Citation

Saez B, Ferraro F, Yusuf RZ, Cook CM, Yu VW, Pardo-Saganta A, Sykes SM, Palchaudhuri R, Schajnovitz A, Lotinun S, Lymperi S, Mendez-Ferrer S, Toro RD, Day R, Vasic R, Acharya SS, Baron R, Lin CP, Yamaguchi Y, Wagers AJ, Scadden DT. 2014. Inhibiting stromal cell heparan sulfate synthesis improves stem cell mobilization and enables engraftment without cytotoxic conditioning. Blood. 124(19):2937-47. Pubmed: 25202142 DOI:10.1182/blood-2014-08-593426

Abstract

The glycosyltransferase gene, Ext1, is essential for heparan sulfate production. Induced deletion of Ext1 selectively in Mx1-expressing bone marrow (BM) stromal cells, a known population of skeletal stem/progenitor cells, in adult mice resulted in marked changes in hematopoietic stem and progenitor cell (HSPC) localization. HSPC egressed from BM to spleen after Ext1 deletion.
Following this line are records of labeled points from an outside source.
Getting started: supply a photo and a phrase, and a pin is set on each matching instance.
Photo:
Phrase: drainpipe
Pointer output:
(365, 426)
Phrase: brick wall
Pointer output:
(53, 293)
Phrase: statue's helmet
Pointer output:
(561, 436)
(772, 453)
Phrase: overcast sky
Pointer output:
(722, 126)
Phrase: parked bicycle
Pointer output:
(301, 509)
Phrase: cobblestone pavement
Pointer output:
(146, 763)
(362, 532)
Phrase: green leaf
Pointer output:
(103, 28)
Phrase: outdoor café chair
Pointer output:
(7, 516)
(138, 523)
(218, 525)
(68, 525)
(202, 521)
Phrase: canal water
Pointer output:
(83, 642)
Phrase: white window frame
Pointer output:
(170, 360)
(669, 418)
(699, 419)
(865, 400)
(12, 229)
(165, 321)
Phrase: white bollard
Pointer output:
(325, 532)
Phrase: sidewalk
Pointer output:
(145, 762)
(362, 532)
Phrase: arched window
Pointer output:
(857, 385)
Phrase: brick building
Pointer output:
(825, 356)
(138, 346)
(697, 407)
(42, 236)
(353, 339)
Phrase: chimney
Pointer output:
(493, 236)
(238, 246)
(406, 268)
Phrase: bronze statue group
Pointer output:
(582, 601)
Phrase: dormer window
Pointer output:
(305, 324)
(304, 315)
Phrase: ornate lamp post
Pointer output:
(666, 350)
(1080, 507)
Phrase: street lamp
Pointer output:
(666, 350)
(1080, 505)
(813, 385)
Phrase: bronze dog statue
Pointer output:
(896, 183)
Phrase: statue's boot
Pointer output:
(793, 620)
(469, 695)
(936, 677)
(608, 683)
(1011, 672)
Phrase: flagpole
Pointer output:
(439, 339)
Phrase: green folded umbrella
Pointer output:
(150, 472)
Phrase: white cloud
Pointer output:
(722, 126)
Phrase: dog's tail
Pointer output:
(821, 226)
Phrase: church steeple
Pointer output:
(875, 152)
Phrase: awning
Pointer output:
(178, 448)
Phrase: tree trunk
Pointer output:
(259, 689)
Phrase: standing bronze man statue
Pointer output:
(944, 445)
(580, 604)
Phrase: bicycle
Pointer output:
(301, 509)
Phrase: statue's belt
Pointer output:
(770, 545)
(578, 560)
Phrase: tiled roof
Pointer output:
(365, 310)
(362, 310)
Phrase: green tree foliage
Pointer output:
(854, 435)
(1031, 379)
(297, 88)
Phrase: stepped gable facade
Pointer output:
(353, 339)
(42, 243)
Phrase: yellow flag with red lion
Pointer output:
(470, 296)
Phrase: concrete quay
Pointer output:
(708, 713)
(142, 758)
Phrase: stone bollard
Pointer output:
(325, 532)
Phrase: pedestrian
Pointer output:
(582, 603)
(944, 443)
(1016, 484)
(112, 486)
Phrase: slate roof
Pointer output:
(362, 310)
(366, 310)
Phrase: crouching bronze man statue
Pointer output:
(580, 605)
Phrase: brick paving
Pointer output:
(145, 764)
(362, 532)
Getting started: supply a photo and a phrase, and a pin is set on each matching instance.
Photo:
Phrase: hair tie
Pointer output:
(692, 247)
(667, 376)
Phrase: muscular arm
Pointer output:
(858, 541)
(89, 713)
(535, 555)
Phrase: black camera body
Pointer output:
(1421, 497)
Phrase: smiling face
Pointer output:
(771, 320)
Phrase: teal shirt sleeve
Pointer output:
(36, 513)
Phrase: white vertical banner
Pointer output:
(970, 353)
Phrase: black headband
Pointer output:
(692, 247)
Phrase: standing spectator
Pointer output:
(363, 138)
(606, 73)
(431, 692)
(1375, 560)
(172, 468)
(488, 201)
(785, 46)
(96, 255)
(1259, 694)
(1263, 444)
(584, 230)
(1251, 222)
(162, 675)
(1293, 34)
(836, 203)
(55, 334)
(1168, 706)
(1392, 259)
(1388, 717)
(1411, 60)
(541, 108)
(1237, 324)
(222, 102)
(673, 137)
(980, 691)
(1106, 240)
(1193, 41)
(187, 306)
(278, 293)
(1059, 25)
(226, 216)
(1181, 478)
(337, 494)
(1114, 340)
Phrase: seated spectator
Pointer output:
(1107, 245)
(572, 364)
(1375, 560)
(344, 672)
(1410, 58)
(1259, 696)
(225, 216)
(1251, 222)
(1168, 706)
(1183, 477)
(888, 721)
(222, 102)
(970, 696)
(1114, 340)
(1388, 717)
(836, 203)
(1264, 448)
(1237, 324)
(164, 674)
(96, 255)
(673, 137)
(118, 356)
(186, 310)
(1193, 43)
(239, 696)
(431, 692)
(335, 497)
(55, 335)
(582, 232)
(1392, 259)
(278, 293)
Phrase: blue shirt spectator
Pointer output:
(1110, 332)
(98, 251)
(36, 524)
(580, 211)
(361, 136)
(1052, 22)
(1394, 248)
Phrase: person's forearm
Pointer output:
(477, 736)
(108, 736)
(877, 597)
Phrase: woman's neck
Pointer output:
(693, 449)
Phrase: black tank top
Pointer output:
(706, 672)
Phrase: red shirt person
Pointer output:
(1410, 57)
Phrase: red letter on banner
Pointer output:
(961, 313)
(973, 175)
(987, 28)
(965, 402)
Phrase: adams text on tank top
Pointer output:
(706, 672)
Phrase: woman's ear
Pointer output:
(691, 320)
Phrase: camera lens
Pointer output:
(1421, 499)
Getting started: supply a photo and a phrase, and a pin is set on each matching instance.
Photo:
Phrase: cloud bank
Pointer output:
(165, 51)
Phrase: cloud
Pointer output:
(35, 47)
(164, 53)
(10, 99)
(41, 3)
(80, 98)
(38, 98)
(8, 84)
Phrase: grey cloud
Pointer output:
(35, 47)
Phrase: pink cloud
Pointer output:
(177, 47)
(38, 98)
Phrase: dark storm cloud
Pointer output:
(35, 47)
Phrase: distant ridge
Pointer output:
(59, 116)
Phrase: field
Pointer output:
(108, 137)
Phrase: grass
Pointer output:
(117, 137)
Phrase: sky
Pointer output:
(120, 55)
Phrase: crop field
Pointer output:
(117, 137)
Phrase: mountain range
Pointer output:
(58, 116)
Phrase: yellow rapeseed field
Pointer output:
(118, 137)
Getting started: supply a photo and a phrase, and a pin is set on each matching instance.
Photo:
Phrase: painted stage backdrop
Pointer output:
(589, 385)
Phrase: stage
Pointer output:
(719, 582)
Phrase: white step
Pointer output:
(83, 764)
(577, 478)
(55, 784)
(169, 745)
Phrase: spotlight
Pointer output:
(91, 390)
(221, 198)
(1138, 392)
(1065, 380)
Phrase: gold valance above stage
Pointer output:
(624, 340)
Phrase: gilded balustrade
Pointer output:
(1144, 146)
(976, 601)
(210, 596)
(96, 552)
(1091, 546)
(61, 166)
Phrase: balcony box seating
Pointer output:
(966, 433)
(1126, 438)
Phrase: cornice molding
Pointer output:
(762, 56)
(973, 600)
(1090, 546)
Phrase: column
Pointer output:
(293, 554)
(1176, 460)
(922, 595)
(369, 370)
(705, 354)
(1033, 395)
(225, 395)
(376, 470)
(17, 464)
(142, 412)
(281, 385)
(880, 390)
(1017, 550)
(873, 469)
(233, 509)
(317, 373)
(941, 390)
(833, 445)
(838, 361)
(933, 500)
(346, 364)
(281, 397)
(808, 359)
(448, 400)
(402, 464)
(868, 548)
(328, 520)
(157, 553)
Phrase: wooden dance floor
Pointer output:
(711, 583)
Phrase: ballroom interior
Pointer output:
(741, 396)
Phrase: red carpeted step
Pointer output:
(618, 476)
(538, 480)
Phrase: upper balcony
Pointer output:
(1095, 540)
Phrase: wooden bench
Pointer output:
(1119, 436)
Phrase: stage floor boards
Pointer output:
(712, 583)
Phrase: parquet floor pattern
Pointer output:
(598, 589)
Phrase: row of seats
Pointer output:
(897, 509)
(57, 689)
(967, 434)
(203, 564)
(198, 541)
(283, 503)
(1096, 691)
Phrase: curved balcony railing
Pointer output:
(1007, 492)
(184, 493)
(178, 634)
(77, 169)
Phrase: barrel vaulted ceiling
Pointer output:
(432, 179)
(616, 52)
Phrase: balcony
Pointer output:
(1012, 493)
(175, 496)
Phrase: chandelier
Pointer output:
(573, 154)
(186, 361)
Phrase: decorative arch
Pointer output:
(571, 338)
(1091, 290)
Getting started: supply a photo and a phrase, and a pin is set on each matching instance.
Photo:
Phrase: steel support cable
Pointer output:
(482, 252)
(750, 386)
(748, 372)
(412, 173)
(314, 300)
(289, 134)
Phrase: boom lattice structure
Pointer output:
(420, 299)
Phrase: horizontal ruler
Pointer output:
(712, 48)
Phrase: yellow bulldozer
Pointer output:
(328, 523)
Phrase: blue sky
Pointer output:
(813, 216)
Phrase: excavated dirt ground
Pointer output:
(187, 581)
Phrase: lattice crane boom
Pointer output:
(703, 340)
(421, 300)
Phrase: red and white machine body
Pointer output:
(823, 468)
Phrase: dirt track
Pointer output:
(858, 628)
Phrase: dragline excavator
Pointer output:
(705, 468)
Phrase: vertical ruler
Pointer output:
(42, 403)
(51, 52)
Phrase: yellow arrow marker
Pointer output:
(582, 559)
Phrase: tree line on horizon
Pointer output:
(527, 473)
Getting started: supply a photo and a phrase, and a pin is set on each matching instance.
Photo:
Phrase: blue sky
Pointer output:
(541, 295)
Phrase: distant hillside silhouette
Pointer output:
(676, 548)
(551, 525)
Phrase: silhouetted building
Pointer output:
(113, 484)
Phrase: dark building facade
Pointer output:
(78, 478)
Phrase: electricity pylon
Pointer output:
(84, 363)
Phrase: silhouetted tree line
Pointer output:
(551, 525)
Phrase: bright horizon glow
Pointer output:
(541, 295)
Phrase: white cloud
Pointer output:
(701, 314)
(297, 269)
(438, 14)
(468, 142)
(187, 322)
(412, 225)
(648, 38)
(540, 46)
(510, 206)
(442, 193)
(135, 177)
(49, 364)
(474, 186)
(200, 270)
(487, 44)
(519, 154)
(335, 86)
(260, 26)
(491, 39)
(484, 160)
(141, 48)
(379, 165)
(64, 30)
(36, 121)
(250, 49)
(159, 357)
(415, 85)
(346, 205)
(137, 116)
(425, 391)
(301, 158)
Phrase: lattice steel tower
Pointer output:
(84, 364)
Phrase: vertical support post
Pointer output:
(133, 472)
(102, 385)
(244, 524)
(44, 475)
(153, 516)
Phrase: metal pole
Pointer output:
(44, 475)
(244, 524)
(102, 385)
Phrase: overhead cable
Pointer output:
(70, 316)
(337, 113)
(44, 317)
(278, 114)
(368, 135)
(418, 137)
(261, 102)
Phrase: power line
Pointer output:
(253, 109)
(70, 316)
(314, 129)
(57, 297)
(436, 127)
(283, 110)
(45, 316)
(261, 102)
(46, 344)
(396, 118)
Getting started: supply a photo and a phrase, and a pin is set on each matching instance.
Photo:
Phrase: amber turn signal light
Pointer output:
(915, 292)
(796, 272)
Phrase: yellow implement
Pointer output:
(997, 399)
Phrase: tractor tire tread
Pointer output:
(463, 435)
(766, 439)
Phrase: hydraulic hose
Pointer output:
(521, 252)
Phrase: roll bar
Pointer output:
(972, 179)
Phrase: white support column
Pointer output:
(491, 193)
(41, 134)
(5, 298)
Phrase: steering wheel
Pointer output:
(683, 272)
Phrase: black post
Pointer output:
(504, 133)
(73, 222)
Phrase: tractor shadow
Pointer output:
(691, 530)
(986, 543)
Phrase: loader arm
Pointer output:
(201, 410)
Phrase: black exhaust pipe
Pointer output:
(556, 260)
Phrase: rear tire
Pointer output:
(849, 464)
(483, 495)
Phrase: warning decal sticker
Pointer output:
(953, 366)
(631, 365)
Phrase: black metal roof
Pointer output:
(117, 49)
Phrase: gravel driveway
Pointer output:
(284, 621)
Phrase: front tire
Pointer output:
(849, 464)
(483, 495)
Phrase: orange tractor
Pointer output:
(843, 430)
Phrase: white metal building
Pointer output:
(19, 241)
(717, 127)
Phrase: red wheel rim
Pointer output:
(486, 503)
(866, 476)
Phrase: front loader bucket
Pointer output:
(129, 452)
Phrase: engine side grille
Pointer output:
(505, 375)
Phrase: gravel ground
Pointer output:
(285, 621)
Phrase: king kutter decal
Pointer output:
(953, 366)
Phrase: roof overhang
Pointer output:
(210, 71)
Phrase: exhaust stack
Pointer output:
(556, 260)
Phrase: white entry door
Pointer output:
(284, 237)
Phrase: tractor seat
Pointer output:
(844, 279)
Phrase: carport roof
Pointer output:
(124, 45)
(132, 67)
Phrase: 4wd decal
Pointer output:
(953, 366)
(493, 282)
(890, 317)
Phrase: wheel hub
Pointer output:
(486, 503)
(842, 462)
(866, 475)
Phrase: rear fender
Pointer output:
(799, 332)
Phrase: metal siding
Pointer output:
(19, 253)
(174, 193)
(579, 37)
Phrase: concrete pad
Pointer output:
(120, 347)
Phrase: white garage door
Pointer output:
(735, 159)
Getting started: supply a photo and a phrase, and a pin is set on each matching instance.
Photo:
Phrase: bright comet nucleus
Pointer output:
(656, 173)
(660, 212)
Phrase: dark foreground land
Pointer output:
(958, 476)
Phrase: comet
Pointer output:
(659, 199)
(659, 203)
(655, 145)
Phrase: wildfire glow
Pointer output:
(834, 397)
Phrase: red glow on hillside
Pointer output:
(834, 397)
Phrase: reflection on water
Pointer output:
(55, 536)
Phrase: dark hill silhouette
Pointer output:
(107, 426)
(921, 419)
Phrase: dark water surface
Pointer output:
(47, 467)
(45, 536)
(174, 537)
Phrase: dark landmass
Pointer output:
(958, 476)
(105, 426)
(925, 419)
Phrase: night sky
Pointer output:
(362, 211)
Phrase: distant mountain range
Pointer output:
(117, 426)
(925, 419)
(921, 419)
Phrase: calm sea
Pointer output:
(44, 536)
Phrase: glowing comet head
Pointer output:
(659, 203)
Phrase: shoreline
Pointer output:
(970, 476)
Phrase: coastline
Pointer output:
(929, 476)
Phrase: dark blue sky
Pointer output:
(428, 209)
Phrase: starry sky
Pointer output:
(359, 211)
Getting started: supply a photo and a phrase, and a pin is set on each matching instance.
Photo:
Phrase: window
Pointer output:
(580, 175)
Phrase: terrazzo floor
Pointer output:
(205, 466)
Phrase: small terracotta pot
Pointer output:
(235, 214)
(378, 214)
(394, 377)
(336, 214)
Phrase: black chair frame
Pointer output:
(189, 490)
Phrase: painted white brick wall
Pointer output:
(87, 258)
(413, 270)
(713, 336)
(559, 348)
This was associated with altered signaling in the stromal cells and with reduced vascular cell adhesion molecule 1 production by them. Further, pharmacologic inhibition of heparan sulfate mobilized qualitatively more potent and quantitatively more HSPC from the BM than granulocyte colony-stimulating factor alone, including in a setting of granulocyte colony-stimulating factor resistance. The reduced presence of endogenous HSPC after Ext1 deletion was associated with engraftment of transfused HSPC without any toxic conditioning of the host. Therefore, inhibiting heparan sulfate production may provide a means for avoiding the toxicities of radiation or chemotherapy in HSPC transplantation for nonmalignant conditions.
© 2014 by The American Society of Hematology.

Related Faculty

Photo of Amy Wagers

Amy Wagers seeks to change the way we repair our tissues after an injury. Her research focuses on defining the factors and mechanisms that regulate the migration, expansion, and regenerative potential of adult blood-forming and muscle-forming stem cells.

Photo of David Scadden

David Scadden’s laboratory is dedicated to discovering the principles governing blood cell production, with the ultimate goal of guiding the development of therapies for blood disorders and cancer.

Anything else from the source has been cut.